Die Liebe ist stärker als die Macht der Zerstörung, stärker als die Gier, der Hass, die Gleichgültigkeit. Können wir auch in unserem Leben, auch in unserem Leiden diese Kraft, diese Gelassenheit, Freiheit finden? In einer großen Weite denken! Es geht nicht um unser Leben, jedenfalls nicht nur. Es geht darum, dass Menschen von der Liebe, auch von unserer Liebe berührt werden.

Von uns kann etwas ausgehen, davon, wie wir unser Leben sehen und auch wie wir auf den Tod blicken. Das ist gewiss nicht glatt.
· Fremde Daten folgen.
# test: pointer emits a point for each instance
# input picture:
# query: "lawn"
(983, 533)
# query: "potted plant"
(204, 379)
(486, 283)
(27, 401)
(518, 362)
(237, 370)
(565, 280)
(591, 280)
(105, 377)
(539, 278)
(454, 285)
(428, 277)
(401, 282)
Es ist ein Weg, auf dem wir sicher immer wieder um Kraft ringen müssen, umd dieses Ja Gottes. Was heißt das jetzt für mich: Gott sagt ja?

Auch wie wir auf den Tod blicken … Es gibt Menschen – und vielleicht ist auch jemand unter uns – die auch sagen: Nein, ich möchte nicht mehr leben; ich möchte sterben. Nach einer bitteren Enttäuschung. Wenn ich in mir eine fortschreitende Krankheit trage, Angst vor Schmerzen habe und davor, dass ich meine Selbstständigkeit verliere. Wenn ich nicht mehr aktiv sein, nur noch durch die Fürsorge andere weiterleben kann, Wenn mir das Leben nur noch grau und leer zu sein scheint. – Wäre es nicht besser, aus dem Leben zu scheiden? Haben wir nicht die Freiheit, dem Leben auch ein Ende zu setzen? Ich kann das verstehen und spüre doch dahinter ein tiefes Nein.

Ich möchte mich von einer Freiheit ansprechen lassen, die ja zum Leben sagt, zum Leben auch im Leiden, auch angesichts des Todes. Ja, ich darf Hilfe annehmen. Ich darf es zulassen, dass ich abhängig bin. Manche leiden sehr darunter. Aber müssen wir nicht bedenken: Ich würde doch auch meine Frau pflegen und sie in ihrer Abhängigkeit bejahen. Sie wäre auch als Kranke, auch als Mensch, der auf den Tod zugeht, für mich wichtig, ein Mensch, den ich liebe, dem ich vermitteln möchte: Dein Leben hat für mich einen Sinn. Wir können miteinander an dem tiefen Ja, an Gott festhalten. Das schließt ein, dass unerträgliche Schmerzen gelindert werden müssen, dass wir auch den Tod als Erlösung annehmen dürfen. Uns darf miteinander der Satz tragen: „Meine Zeit steht in deinen Händen.“ Da ist auch im Tod ein weiter Raum.